Dopo la partenza da Venezia, si rincorrono “sospinti dai ricordi liceali che non perdonano” le strade di Atene, i resti di Olimpia, Delfi, Micene, il teatro di Epidauro (Mies van der Rohe vi era stato l’anno precedente: viaggi, sempre viaggi…) dove come per miracolo la Callas non riesce ad esibirsi perché in quel luogo isolato e assolato incredibilmente piove per l’intera serata, costringendo a rimandare la Norma e aggiornare le partenze a una “comitiva di industriali e architetti milanesi”; per poi chiudere il viaggio ed il libro ad Istanbul.
Atmosfere e parole di grande impatto, tra riferimenti colti e linguaggio spesso surreale.
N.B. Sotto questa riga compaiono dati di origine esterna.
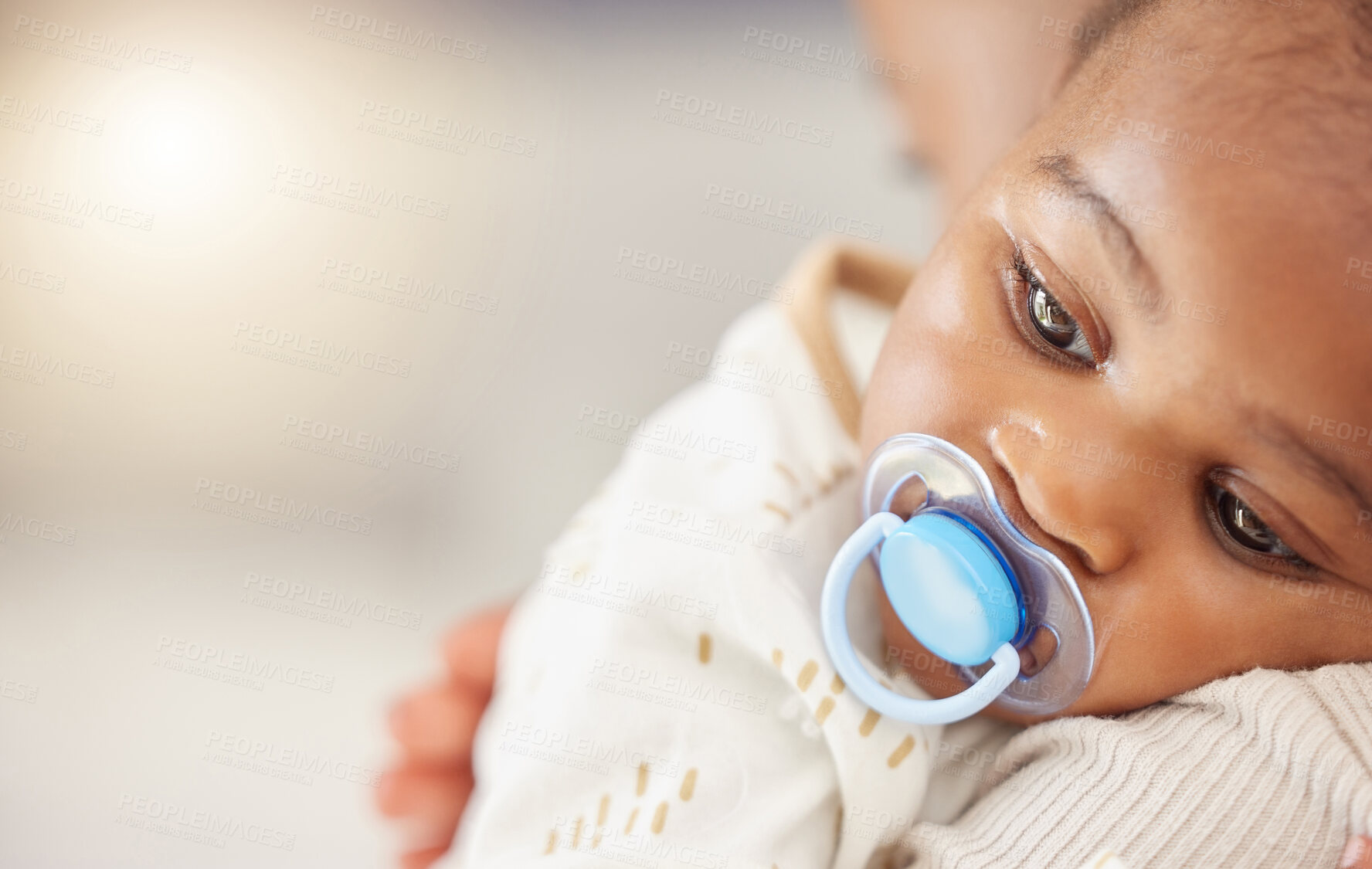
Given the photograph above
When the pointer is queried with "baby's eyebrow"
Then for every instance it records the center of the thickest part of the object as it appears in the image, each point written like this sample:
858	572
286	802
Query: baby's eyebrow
1282	437
1066	176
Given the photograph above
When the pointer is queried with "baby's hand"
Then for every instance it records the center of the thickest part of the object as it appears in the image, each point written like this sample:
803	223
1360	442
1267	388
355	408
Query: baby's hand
1357	854
429	786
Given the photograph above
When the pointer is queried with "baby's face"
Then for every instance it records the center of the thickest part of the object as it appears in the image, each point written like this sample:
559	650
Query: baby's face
1160	348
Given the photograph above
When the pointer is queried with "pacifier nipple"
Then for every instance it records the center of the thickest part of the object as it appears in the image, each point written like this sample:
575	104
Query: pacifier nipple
965	582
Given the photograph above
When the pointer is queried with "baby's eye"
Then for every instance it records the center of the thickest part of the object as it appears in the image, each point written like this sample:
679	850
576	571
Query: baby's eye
1050	319
1243	526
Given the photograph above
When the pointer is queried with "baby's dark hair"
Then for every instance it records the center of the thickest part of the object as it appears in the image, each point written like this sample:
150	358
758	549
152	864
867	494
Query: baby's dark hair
1312	56
1113	17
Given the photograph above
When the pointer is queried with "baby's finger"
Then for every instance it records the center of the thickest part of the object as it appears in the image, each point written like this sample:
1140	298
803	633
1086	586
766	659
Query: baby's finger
1357	854
423	858
436	725
470	648
429	803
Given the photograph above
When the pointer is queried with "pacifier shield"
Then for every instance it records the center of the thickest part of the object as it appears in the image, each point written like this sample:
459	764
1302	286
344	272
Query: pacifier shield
949	589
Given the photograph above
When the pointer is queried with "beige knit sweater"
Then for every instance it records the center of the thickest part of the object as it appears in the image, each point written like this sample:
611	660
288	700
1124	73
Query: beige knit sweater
1262	769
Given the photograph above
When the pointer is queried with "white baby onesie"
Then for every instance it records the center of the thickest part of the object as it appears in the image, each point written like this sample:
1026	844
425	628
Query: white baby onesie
664	696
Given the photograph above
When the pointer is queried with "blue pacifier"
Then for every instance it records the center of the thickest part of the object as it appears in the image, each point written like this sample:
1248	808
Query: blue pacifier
966	584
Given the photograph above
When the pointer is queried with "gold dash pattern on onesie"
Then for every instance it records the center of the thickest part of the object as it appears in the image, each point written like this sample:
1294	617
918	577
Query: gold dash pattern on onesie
902	750
777	508
825	708
869	722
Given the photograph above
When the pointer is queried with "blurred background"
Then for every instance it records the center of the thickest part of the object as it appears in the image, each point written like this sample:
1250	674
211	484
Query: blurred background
312	320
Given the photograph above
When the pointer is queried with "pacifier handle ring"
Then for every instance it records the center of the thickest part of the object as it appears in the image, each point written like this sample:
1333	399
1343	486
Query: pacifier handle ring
833	618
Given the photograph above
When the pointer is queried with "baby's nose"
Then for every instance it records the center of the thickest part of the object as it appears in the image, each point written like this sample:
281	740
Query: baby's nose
1068	497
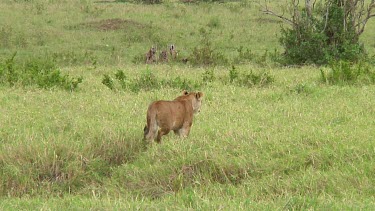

Arrivati a Mykonos la descrizione, molto attuale, su quanto questi luoghi si siano modificati sotto l’assalto del turismo di massa: “Si arriva di notte a Mykonos, isola sfruttata e lanciata come perla perlissima delle Kikladi, e quindi sotto l’urto di una ondata turistica ormai abbondante. Già trasbordando dal piroscafo ai barconi che portano a riva l’aspetto dell’isola appare leccato e incantevole. L’architettura e i colori sono gli stessi di Positano, e il naif è anche peggio: tutto bianchissimo, dentro e fuori, e perfino i marciapiedi e i gradoni. Non si vede una stonatura o un errore, il décoratuer trasuda in tutti gli angoli.”